Editado por YukiroSaori y Yonile
Leah ni siquiera se dio cuenta de que estaba conteniendo la respiración. Solo cuando sintió que su corazón se apretaba, finalmente inhaló. Tal vez fue por el impacto, pero su mente estaba en blanco. No podía pensar en nada. Abrazando a la muda y paralizada Leah, Ishakan continuó susurrando.
—¿Alguna vez has visto un desierto? No te imaginas lo hermoso que es mirar la arena dorada esparcida por el panorama.
Los feroces ojos del hombre la miraban con amor, peligrosamente encantadores. Miró a Ishakan como si estuviera bajo un hechizo. Podía imaginar un vasto desierto de arena extendiéndose como un océano. Ella nunca lo había visto, pero seguramente sería precioso como el oro.
—Y no todo es solo arena. En la parte más profunda del desierto, donde viven los Kurkans, hay un prado. En ese lugar, las flores que te gustan siempre florecen.
Su rostro se había acercado sin que ella lo notara, tan cerca que sus pestañas se tocaron. Esos ojos dorados ante ella brillaban como estrellas.
—En ese lugar tendrás todo lo que quieras.
Haré que suceda.
Las palabras fueron firmes. Los ojos de Leah estaban húmedos y los cerró con fuerza. La desesperación la abrumó y sus piernas temblaron, como si fueran a ceder en cualquier momento. Ahora mismo no le importaba si Ishakan estaba mintiendo o diciendo la verdad. Cualquiera de los dos estaba bien. Incluso si era una dulce mentira, no le importaba creerla, incluso si moría.

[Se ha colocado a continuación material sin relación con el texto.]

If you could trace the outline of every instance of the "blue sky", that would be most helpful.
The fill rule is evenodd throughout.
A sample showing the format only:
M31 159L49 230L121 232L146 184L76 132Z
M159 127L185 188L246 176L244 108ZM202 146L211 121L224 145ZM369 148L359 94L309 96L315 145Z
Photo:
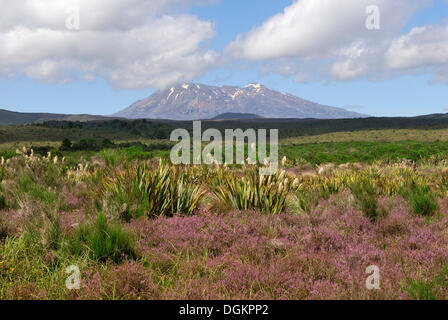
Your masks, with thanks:
M95 1L99 5L101 4L101 0ZM305 3L310 0L301 1ZM322 2L321 0L315 1ZM344 1L350 2L350 0ZM389 1L392 2L392 0ZM413 0L397 1L415 3ZM421 0L420 2L425 1ZM123 1L123 3L125 2L126 0ZM160 1L160 3L163 2L168 1ZM3 60L3 64L0 63L0 108L21 112L107 115L124 109L136 100L145 98L157 90L158 87L164 87L174 82L174 80L171 80L177 79L173 76L174 74L179 75L178 79L182 82L202 82L210 85L243 86L247 83L259 82L272 89L289 92L321 104L337 107L350 106L348 107L350 110L375 116L413 116L446 112L445 108L448 107L448 77L446 76L448 56L444 56L446 52L443 51L443 48L448 45L448 37L445 37L444 33L446 29L448 35L447 1L428 0L425 6L403 10L408 11L403 14L403 17L400 16L401 11L393 12L395 8L384 8L386 12L381 12L381 17L382 22L384 21L386 25L385 30L381 31L382 33L379 36L373 36L372 39L366 39L364 33L356 32L353 39L357 39L357 41L351 42L350 37L343 37L341 38L341 47L326 47L325 43L313 42L313 48L319 48L319 52L306 51L308 47L305 48L300 44L291 47L288 44L275 41L279 46L277 52L269 44L269 41L272 41L269 38L269 32L279 32L280 36L285 32L291 32L292 37L296 32L298 43L302 38L302 43L314 41L313 39L310 40L307 34L312 34L316 38L328 36L328 34L322 35L322 32L327 31L325 28L319 29L319 26L304 32L303 28L306 28L309 24L295 22L289 22L288 24L284 22L288 14L272 20L274 31L266 31L268 30L266 22L277 14L283 14L286 7L290 7L290 12L296 10L297 14L300 14L299 10L305 10L305 4L301 7L299 5L294 7L294 2L286 0L221 0L198 4L197 1L191 1L180 9L173 9L170 6L152 9L156 13L150 19L154 19L155 22L148 21L147 16L141 18L141 25L147 25L148 29L145 30L149 30L149 33L154 28L159 27L162 31L157 29L159 30L158 34L163 33L163 30L171 30L171 25L164 25L163 23L174 24L176 21L185 21L182 22L184 24L179 22L177 29L173 28L172 30L178 30L176 33L178 32L179 37L182 37L180 39L188 40L190 35L195 36L192 37L191 42L185 40L185 43L182 44L184 48L190 48L191 46L191 51L183 52L181 56L175 57L175 62L166 61L167 58L163 57L161 63L152 66L151 62L148 61L154 61L154 57L158 57L160 54L164 55L164 52L154 53L146 49L142 49L141 53L136 52L135 54L148 55L148 60L142 62L142 65L144 65L142 68L148 68L149 71L145 73L146 70L143 70L142 74L140 74L138 65L135 69L129 70L116 62L128 55L130 59L140 59L139 56L133 57L132 53L122 50L119 46L116 48L118 51L116 55L104 58L113 61L107 65L101 65L102 62L98 63L104 56L104 52L101 51L104 48L97 49L95 47L95 51L92 49L93 45L90 44L85 51L80 48L80 53L78 53L78 47L74 47L73 43L67 42L65 44L61 41L54 44L50 41L48 43L44 41L42 48L45 50L42 50L43 53L39 57L37 57L37 52L36 55L33 54L34 51L23 57L20 56L20 59L16 59L15 56L14 58L2 57L1 46L8 46L9 50L11 44L6 41L10 41L11 35L14 37L15 34L5 27L2 29L0 24L0 58ZM375 3L375 1L371 2ZM382 1L380 1L381 3ZM9 2L0 0L0 4L2 4L2 11L8 10ZM380 6L380 8L383 7ZM19 9L17 9L17 15L20 17L20 12L23 11ZM117 8L117 11L125 9ZM322 10L325 10L325 7ZM12 12L15 11L12 10ZM110 14L111 17L114 17L113 14L115 13L111 12ZM29 30L27 31L31 35L35 35L39 28L59 30L53 23L45 25L50 18L53 18L52 16L49 18L42 15L36 13L35 17L28 17L31 27L28 26ZM386 19L393 19L397 15L404 21L401 24L397 23L389 26ZM172 16L175 19L163 20L162 23L160 17L163 16ZM182 19L177 18L180 16L182 16ZM329 21L328 28L334 28L332 24L337 22L331 20L331 15L324 14L324 16ZM347 16L349 16L348 12ZM87 18L85 21L90 23ZM344 20L343 17L340 18ZM56 18L54 19L54 21L59 21ZM82 11L81 21L83 21ZM116 20L111 18L110 21L101 22L103 24L92 23L87 25L86 28L89 28L88 31L97 32L98 37L109 37L110 34L106 34L107 31L104 30L107 30L107 27L111 24L116 23L113 21ZM136 27L130 22L128 23L125 18L122 21L123 28L132 30ZM43 25L39 25L40 23ZM186 31L182 35L183 31L180 31L180 28L183 29L184 25ZM285 25L288 26L286 31L282 29ZM415 36L412 30L416 27L423 27L427 30L423 30ZM33 28L35 29L33 30ZM346 29L345 33L349 33L350 30ZM6 37L5 35L8 32L9 37ZM41 34L40 37L50 39L54 32L53 30L53 33L49 36ZM132 34L124 33L123 38L129 38ZM431 36L434 34L437 36ZM242 38L240 41L235 41L238 35L242 35ZM81 38L81 34L79 37L81 40L74 40L74 43L77 46L82 46L84 43L82 39L85 38ZM165 38L154 37L148 35L148 38L144 38L144 40L148 39L147 41L150 41L150 43L160 42L161 47L169 48L176 54L183 49L175 48L176 42L180 41L176 40L175 35L169 36L173 38L172 43L165 43L164 41L167 41ZM434 55L428 55L420 61L419 58L409 56L407 54L409 51L403 51L405 48L390 46L391 43L400 43L400 37L407 37L406 43L412 45L412 48L422 48L422 50L427 51L429 48L430 51L434 51ZM127 41L127 39L123 41ZM342 44L343 41L345 41L344 44ZM37 51L39 51L39 43L33 42L33 46L30 45L31 47L27 47L25 44L23 46L25 48L37 48ZM232 43L235 45L232 46ZM357 60L353 56L350 56L350 60L344 60L348 58L339 55L339 52L351 50L354 48L354 43L361 43L362 52L368 54L357 55L355 57ZM339 46L339 42L335 45ZM70 50L63 46L69 47ZM257 49L257 46L259 46L259 49ZM273 46L275 45L273 44ZM378 49L380 46L384 46L384 49ZM8 50L5 49L9 52ZM112 46L108 50L115 50L115 48ZM285 53L282 53L282 50ZM446 50L448 51L448 48ZM321 55L324 51L338 53L331 53L328 56ZM414 51L413 54L415 54ZM401 61L400 54L404 56L405 53L406 59L409 61L404 61L406 59ZM421 51L417 51L417 53L418 57L422 56ZM67 55L67 57L64 55ZM166 56L171 56L171 54ZM376 65L382 63L380 61L383 61L383 56L387 56L389 59L388 63L384 63L387 67ZM88 59L92 59L92 61L87 63L86 60ZM46 64L43 64L43 60ZM48 64L50 63L48 61L51 64ZM333 67L336 63L345 63L346 61L348 61L348 64L342 65L349 66L349 68L355 66L353 70L356 70L356 72L353 73L353 70L343 69L341 72L335 73L334 70L336 69ZM188 63L191 63L191 66L184 67ZM97 67L98 64L101 66ZM358 68L361 64L364 65ZM288 71L284 71L283 66L287 67ZM94 68L97 69L92 71L92 74L87 74ZM167 68L171 68L171 70L168 72L166 71ZM82 69L83 72L80 73L79 69ZM348 78L345 76L347 74L349 74ZM84 77L85 75L89 77ZM120 78L121 75L123 75L124 80ZM305 76L306 80L294 81L298 75L300 77ZM61 77L63 77L62 80ZM117 77L120 79L117 80ZM164 81L159 81L160 79L164 79ZM127 82L123 84L125 80Z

Solo había una razón para ello.
Me gustas, Ishakan.
Las palabras que no podía decir giraban en su mente con tanta fuerza que temía que se le escaparan. Leah apretó los labios con fuerza y hundió la cara en el pecho de Ishakan. En verdad, le había gustado desde la primera vez que se conocieron. Desde su primera noche juntos, ella nunca lo había olvidado.
La princesa solitaria había sido saboteada por un extraño. Ella sabía que él era peligroso y aun así lo dejó acercarse, y al final, todo se derrumbó.
Pero extrañamente, a ella le había gustado eso. Le gustaba perder el control y el orden. Y esto era lo mismo. Quería seguir al hombre que la estaba tentando y romper todos los lazos que la ataban. Quería escapar al desierto de arena dorada.
Pero no podía ni debía. Nació con el nombre de Estia, Leah había heredado las responsabilidades y deberes de una princesa. No podría manchar ese nombre con sus propias manos.
Su cabeza comenzó a doler con los deseos en conflicto, y tuvo que obligarse a sí misma a calmarse antes de dar la respuesta que ninguno de los dos quería.
—Lo siento —Ishakan la miró en silencio. Sus palabras surgieron vacilantes, como si alguien la estuviera estrangulando—. Yo… no puedo abandonar a Estia.
Y habiendo pronunciado las palabras, cerró la boca. Ishakan lanzó una mirada penetrante, pero no salieron más palabras de sus labios temblorosos. Cuando ella se mordió el labio inferior, su rostro se contrajo y las emociones que había borrado aparecieron de nuevo.
—Tú. —De repente habló, irritado—. ¿Alguna vez sentiste que tus pensamientos eran extraños? —Leah parpadeó sin comprender. La voz de Ishakan se elevó—. ¡Tu dedicación a Estia, tu elección de morir sin oponerte a la familia real!